Keine Lust auf Videokonferenz
Die Corona-Krise hat den politischen Betrieb in der Hauptstadt wieder im Griff.
Die Absagen tröpfelten Anfang Oktober zunächst langsam ein: Es sei ja sehr schade, aber das lang geplante Treffen könne nun doch nicht stattfinden. Der Ministerpräsident aus dem hohen Norden wolle nur ungern nach Berlin reisen. Dann ging es Schlag auf Schlag. Parallel zu steigenden Infiziertenzahlen in den Berliner Stadtbezirken trudelten die E-Mails mit Verschiebungen, Ausweichterminen oder der Ankündigung von Videoschalten ein.
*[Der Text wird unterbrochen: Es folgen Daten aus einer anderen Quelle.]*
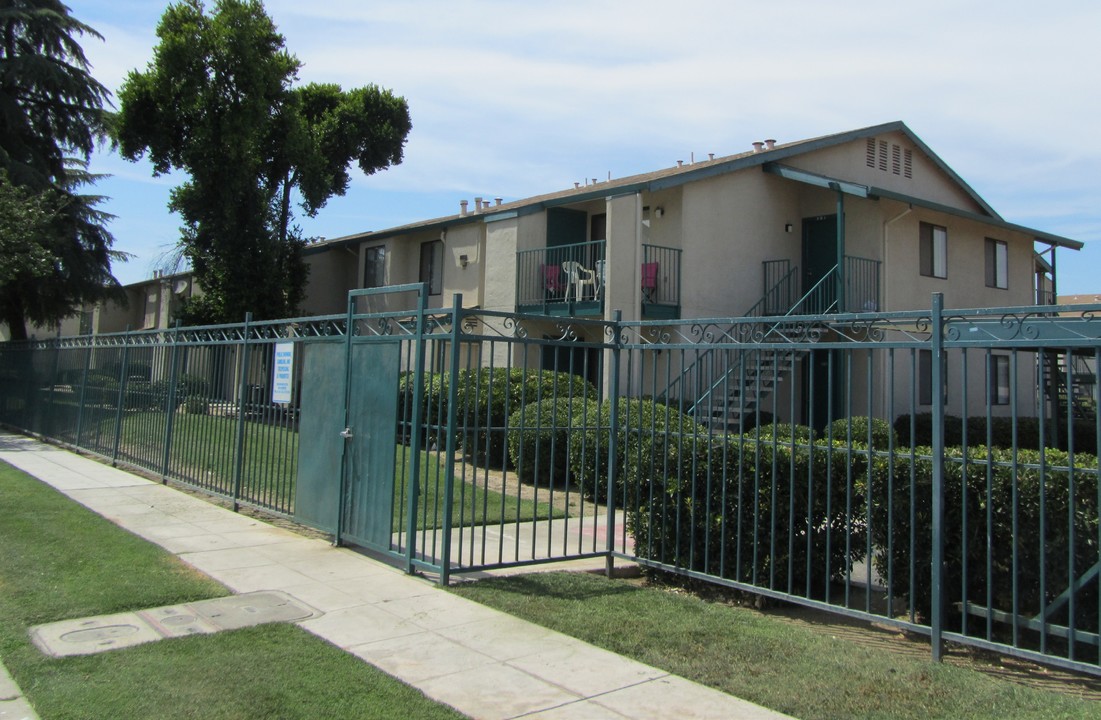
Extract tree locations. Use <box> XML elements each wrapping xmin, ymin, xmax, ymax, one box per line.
<box><xmin>113</xmin><ymin>0</ymin><xmax>410</xmax><ymax>321</ymax></box>
<box><xmin>0</xmin><ymin>0</ymin><xmax>124</xmax><ymax>339</ymax></box>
Die Hauptstadt fällt in einen Shutdown-Modus zurück. Treffen ohne Masken sind seit dem Frühjahr ohnehin undenkbar, persönlich nahe kommt man sich schon lange nicht mehr.
Im Sommer allerdings gab es wieder Pressekonferenzen, bei denen auch spontan Nachfragen gestellt werden konnten – der eigentliche Sinn von Pressekonferenzen. Das scheint erst mal vorbei. Der Unterschied zum Frühjahr: Die Begeisterung, auf virtuelle Ersatztermine umzusteigen, geht merklich zurück. Damals wohnte dem digitalen Aufbruch der Zauber eines Neuanfangs inne. Viele Politiker probierten begeistert die Möglichkeiten der digitalen Videoschalten aus. Es folgten Wochen, in denen Teilnehmer virtueller Debatten immer wieder verzweifelt eine Stummtaste suchten. Unvergessen etwa eine Telefonschalte mit dem Kanzleramt, bei der sich ein Kollege ausführlich mit seiner Frau über das Mittagessen austauschte. Kanzleramtsminister Helge Braun, der über die Lage der Krankenhäuser informieren wollte, lauschte kurz hingerissen, bis ein Sprecher einigermaßen rüde um die Einstellung privater Gespräche bat. Mittlerweile herrscht Routine, Stummtasten werden gefunden, die Redegeschwindigkeit ist angepasst. Doch aus Videokonferenzen sind zunehmend Telefonabsprachen geworden, den Blick in heimische Wohnzimmer oder sterile Besprechungsräume ist man müde geworden. Der persönliche Kontakt – er ist ohnehin nicht zu ersetzen. Auch und gerade in der Hauptstadt.